# GRPO

**Changelog**
- **2025-06-22** - Refactored multi-round training and added support for AsyncEngine. Refer to the [documentation](../DeveloperGuide/multi_turn.md).
- **2025-05-29** — Added support for padding-free (`--padding_free true`) and sequence parallelism (`--sequence_parallel_size N`).
- **2025-05-23** — Added support for custom sampling batch size. Refer to the `generation_batch_size` / `steps_per_generation` parameters.
- **2025-05-22** — Swift rollout now supports the `data_parallel_size` parameter.
- **2025-05-16** - Added ref_model synchronization logic. Refer to the `sync_ref_model` parameter.
- **2025-05-13** — Refactored GRPOTrainer code for better readability and maintainability. Internal mode now supports vLLM>=0.8.
- **2025-05-11** — Added support for generative reward models.
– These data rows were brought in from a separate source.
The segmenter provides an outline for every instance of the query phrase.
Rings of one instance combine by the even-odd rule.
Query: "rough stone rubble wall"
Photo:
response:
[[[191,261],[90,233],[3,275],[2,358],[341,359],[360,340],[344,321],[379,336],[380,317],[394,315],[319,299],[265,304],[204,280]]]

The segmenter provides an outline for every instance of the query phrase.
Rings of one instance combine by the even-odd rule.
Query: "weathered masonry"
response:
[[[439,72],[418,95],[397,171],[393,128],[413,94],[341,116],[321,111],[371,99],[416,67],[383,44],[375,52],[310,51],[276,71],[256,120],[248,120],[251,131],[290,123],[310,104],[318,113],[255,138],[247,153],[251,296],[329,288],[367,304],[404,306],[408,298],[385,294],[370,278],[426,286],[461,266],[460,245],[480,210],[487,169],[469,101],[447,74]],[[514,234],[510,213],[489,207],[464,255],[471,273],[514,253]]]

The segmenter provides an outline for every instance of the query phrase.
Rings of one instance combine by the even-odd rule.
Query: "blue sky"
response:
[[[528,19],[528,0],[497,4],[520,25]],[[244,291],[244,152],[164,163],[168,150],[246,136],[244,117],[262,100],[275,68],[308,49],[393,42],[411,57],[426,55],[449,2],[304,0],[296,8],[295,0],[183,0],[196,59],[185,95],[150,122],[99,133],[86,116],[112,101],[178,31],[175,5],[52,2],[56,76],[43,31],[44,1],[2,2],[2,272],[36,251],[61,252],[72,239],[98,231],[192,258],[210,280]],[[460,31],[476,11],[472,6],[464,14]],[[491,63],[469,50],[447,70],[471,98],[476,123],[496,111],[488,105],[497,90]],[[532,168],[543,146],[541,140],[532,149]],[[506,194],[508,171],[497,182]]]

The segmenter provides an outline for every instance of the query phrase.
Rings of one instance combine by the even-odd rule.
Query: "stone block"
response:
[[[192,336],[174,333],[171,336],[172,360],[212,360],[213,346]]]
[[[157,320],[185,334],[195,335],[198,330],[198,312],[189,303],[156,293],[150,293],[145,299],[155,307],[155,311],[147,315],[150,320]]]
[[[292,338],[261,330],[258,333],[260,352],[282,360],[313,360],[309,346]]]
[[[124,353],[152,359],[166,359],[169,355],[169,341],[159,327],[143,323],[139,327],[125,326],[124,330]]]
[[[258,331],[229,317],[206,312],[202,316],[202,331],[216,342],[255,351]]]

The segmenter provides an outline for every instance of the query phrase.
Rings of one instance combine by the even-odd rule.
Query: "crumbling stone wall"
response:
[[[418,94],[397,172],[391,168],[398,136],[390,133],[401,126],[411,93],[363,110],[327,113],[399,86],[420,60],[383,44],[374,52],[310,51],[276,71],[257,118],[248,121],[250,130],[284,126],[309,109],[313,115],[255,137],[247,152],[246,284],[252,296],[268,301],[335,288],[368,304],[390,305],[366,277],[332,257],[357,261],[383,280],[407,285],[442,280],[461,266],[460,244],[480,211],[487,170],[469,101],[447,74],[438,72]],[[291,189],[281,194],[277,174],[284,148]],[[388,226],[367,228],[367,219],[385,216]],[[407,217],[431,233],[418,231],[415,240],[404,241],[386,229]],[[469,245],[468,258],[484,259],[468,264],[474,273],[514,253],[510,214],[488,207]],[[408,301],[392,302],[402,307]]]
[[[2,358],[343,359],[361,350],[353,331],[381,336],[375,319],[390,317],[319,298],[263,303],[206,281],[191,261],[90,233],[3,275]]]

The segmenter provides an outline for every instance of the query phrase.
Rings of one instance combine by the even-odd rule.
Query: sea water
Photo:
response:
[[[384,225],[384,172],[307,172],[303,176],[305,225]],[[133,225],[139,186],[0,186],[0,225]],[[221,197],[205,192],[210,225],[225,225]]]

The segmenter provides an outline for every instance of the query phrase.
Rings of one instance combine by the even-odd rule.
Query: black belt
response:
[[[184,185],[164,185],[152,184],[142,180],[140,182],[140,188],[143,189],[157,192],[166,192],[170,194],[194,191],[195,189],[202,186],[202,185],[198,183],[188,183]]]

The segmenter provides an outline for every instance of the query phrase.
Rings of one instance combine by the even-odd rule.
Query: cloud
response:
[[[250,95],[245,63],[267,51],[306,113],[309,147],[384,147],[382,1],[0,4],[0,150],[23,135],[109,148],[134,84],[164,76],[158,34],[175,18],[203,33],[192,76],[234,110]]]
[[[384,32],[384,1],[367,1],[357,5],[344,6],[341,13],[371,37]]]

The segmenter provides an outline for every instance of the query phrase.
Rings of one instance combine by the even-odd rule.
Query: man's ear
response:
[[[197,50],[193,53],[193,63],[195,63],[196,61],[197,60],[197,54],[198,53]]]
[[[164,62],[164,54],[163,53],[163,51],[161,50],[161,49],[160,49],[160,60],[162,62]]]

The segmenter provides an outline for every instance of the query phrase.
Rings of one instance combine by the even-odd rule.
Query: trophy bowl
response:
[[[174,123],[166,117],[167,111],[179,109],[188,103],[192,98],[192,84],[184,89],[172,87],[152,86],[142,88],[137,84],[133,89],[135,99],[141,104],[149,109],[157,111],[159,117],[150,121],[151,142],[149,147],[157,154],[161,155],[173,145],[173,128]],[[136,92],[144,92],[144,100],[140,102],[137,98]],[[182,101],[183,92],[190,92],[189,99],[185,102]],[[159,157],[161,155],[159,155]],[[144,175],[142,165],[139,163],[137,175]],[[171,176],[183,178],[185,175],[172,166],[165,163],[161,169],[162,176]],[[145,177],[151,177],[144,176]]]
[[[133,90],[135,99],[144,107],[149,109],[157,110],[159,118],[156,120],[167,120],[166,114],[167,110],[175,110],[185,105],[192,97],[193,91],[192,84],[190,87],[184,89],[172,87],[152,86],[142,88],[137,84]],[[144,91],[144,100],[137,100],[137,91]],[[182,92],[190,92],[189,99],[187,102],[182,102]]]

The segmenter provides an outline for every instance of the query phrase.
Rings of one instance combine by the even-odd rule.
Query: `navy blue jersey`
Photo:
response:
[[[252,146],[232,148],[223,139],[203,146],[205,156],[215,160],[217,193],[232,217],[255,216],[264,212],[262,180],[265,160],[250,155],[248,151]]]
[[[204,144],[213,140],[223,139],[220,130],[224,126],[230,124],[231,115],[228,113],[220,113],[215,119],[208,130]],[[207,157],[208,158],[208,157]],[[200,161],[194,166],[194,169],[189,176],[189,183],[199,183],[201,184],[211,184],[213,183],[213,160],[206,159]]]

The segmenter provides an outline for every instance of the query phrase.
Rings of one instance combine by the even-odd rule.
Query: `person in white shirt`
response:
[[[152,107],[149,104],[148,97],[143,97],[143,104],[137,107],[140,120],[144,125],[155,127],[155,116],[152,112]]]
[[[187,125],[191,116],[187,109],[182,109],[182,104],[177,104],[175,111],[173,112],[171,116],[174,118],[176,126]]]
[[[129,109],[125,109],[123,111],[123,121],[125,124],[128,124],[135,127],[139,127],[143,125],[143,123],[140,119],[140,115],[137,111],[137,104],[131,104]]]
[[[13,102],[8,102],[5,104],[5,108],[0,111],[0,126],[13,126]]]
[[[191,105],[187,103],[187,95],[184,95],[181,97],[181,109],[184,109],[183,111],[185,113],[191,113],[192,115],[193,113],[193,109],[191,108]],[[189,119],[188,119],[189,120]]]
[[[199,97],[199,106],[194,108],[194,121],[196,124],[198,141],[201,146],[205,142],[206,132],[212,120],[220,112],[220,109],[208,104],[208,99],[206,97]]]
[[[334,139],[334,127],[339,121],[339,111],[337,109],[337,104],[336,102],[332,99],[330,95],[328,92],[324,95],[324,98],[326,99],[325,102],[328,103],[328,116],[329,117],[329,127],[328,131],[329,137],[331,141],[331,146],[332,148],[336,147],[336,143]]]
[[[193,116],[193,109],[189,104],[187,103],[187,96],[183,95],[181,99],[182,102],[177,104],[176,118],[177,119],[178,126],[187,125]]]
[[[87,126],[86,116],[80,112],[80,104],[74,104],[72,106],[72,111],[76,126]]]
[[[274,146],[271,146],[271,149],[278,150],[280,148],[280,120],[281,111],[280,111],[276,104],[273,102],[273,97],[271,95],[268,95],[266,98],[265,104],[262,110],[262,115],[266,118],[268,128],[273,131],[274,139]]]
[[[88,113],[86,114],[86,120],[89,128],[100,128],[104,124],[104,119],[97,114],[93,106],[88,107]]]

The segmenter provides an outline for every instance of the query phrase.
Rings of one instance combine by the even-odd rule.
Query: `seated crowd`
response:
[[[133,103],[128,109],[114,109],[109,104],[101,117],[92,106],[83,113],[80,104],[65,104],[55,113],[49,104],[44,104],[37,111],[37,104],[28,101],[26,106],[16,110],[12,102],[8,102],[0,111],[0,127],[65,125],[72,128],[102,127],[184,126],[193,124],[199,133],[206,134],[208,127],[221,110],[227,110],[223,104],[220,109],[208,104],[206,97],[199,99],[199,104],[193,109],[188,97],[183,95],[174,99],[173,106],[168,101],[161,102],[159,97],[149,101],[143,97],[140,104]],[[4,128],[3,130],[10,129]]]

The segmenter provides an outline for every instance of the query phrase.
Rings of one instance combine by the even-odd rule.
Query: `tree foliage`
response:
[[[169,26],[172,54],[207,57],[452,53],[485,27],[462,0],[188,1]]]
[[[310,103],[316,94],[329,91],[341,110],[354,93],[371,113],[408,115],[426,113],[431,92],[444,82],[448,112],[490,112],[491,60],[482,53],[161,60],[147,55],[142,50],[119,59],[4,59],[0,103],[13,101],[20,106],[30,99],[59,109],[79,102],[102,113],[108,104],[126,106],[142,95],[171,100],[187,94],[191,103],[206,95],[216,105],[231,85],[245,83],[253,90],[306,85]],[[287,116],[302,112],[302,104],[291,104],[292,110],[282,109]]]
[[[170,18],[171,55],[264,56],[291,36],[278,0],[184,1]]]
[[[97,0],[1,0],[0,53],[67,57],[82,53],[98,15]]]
Custom reward model logic can be implemented via `reward_model_plugin`. For more details, refer to the [documentation](../DeveloperGuide/Reward Model) section.
- **2025-04-30** — The startup command for the external vLLM server has been changed to `swift rollout`.

GRPOTrainer underwent a code refactoring in ms-swift3.5. If you are using a swift version < 3.5, please refer to the [stable documentation](https://github.com/modelscope/ms-swift/blob/v3.4.1/docs/source/Instruction/GRPO.md).

[GRPO (Group Relative Policy Optimization)](https://arxiv.org/abs/2402.03300) leverages intra-group relative advantage calculations to replace the independent value model in the PPO algorithm and directly incorporates KL divergence penalties into the loss function to improve training stability.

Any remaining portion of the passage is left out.